Paradise Papers et déductibilité de la TVA : attention aux raccourcis !

Depuis le début des révélations des Panama Papers, la question de la TVA semble avoir attiré l’attention de nombreux journalistes. L’équipe d’Elise Lucet, dans le dernier Cash Investigation, y a consacré tout le début du magazine. Alors que la question de la fraude à la TVA a défrayé la chronique il y a quelques mois sur le marché du Co², retour sur un mécanisme complexe.

Lorsqu’une entreprise vend un produit, elle ajoute un montant égal à 20% au prix qu’elle souhaite obtenir. Ces 20 % (la TVA collectée) sont reversés à l’Etat, et le restant est appelé le prix hors taxe (ou HT). Le prix global est lui appelé « prix toutes taxes comprises », ou TTC.

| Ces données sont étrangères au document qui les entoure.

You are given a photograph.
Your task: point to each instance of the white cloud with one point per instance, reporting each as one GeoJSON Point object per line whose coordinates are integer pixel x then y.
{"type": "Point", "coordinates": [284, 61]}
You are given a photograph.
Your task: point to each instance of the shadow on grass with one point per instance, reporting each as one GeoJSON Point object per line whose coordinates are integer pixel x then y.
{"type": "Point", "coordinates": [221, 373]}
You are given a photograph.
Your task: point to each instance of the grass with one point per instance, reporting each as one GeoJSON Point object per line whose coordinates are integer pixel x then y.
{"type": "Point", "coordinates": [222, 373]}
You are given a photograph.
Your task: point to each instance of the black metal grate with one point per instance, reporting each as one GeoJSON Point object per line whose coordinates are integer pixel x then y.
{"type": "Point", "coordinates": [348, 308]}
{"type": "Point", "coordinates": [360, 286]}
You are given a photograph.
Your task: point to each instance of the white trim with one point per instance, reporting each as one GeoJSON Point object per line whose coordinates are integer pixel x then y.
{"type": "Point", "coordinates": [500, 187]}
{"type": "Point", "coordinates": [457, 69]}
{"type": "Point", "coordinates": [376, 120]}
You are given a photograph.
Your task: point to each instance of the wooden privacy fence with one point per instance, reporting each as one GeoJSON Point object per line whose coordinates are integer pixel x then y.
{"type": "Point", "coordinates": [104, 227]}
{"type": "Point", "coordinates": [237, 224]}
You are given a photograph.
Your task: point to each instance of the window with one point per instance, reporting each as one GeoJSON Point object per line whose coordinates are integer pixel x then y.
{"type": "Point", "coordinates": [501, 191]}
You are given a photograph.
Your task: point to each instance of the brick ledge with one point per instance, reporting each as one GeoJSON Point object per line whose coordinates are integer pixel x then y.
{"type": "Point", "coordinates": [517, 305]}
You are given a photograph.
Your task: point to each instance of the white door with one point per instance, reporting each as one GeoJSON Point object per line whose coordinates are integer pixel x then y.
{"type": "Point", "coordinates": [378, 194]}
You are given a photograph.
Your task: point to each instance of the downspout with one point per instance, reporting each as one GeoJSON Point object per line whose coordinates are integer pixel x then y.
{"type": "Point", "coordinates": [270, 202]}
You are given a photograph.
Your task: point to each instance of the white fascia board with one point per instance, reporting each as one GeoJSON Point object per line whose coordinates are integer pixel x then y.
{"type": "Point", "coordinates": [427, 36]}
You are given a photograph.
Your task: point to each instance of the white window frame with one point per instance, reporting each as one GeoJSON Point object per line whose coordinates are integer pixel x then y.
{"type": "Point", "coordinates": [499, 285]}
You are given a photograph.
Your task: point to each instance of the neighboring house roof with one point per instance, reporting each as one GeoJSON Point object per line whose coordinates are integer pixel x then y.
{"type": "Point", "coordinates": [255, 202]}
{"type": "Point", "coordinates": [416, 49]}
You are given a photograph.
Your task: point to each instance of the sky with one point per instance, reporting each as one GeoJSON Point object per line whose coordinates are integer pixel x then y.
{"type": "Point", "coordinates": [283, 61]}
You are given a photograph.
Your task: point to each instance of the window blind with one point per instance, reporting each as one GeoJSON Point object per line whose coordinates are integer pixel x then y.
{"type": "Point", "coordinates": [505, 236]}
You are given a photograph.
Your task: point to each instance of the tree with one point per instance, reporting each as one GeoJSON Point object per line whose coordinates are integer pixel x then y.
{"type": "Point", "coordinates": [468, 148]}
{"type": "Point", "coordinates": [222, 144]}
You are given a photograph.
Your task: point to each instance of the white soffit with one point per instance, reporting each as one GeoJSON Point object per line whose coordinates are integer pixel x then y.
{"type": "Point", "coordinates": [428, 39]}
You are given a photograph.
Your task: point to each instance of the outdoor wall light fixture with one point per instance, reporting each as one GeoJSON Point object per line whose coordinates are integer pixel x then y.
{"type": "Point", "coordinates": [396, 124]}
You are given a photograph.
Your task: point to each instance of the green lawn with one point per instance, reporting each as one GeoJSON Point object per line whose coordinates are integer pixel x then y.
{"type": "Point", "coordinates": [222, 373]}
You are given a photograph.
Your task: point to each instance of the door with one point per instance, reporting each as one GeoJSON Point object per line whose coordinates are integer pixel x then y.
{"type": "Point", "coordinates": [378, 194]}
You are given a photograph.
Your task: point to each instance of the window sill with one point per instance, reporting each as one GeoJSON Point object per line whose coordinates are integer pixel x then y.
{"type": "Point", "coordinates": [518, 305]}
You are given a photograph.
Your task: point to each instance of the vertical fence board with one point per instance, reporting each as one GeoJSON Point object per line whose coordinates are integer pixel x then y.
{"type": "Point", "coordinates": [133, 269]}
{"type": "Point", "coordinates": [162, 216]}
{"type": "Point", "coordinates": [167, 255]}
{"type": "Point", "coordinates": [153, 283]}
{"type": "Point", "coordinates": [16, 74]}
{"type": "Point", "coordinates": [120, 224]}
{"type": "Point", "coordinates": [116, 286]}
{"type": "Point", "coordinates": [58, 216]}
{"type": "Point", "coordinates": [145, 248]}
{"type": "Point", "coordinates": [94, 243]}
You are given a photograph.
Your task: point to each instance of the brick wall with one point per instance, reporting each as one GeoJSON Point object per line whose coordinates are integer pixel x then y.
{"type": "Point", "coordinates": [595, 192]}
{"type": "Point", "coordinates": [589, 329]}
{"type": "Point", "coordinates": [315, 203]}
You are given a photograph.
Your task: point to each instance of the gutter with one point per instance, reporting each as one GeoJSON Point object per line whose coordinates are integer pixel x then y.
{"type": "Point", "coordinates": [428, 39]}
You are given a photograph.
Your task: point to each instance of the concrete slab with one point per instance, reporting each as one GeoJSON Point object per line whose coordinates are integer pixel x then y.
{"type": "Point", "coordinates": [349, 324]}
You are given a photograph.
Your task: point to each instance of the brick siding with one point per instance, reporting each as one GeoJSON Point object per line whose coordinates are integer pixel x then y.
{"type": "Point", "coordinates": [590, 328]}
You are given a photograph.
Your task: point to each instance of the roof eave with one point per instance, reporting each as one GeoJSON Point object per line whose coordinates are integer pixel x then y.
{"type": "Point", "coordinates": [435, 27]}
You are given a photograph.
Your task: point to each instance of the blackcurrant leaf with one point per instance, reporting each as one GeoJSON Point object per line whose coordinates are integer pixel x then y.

Mais lorsque des entreprises se vendent des produits entre elles, la TVA versée est « remboursée » par l’Etat : on parle de TVA déductible, pour tout achat effectué par une entreprise dans le cadre de son activité. Cela concerne donc une usine qui achète sa matière première, mais aussi jusque aux fournitures de bureaux d’un avocat.

Ce n’est pas la loi qui décide ce qui est déductible ou pas, mais le fisc, à travers une jurisprudence étoffée. Parmi les cas célèbres, les frais de costumes de luxe achetés pour une activité professionnelle qui impose une tenue de ce genre ont toujours été rejetés par le fisc ; en revanche, un bleu de travail sera considéré comme professionnel et la TVA sera déductible.

La question se corse lorsque les biens sont mixtes. Un enseignant et un kiné (profession libérale, qui déduit sa TVA) regardent tous les deux les derniers épisodes de leur série préférée sur leur ordinateur, et utilisent ce même ordinateur pour leur activité professionnelle. Pourtant, seul le kiné récupèrera 20% du prix de son MacBook Pro. C’est le régime fiscal en vigueur.

Dans l’émission de France 2, Elise Lucet prenait ainsi l’exemple du Jet privé de Lewis Hamilton, le champion du monde de Formule 1. Photos à l’appui, la journaliste montrait que Lewis Hamilton prenait du bon temps dans son jet, et en semblait pas y mener beaucoup de réunions de travail. Sous-entendu : déduire la TVA dans cas serait frauduleux. Une vision que ne partagerait probablement pas le fisc français, pourtant assez restrictif en la matière. S’agissant d’une personnalité dont le métier consiste en de nombreux déplacements sur les circuits automobiles du monde entier, un jet privé serait assurément reconnu comme un outil de travail. Pour un coureur automobile, voyager dans d’excellentes conditions pour être dans une forme optimale lors des courses est bien un enjeu professionnel. Un abondante jurisprudence fiscale valide ce point de vue.

Que l’on prenne ou non du plaisir à déguster un plat de truffe à 500 € lors d’un repas ne change pas le regard du fisc : si le repas est avec un client pour le convaincre d’acheter vos produits, la note de restaurant sera déductible en matière de TVA.

Dans la mesure où les salariés sont exclus des enjeux de déductibilité de la TVA, la majorité des français ignore tout de son fonctionnement. Cela semble également être le cas des journalistes généralistes, et cela génère une confusion qui ne bénéficie pas à la qualité du débat public.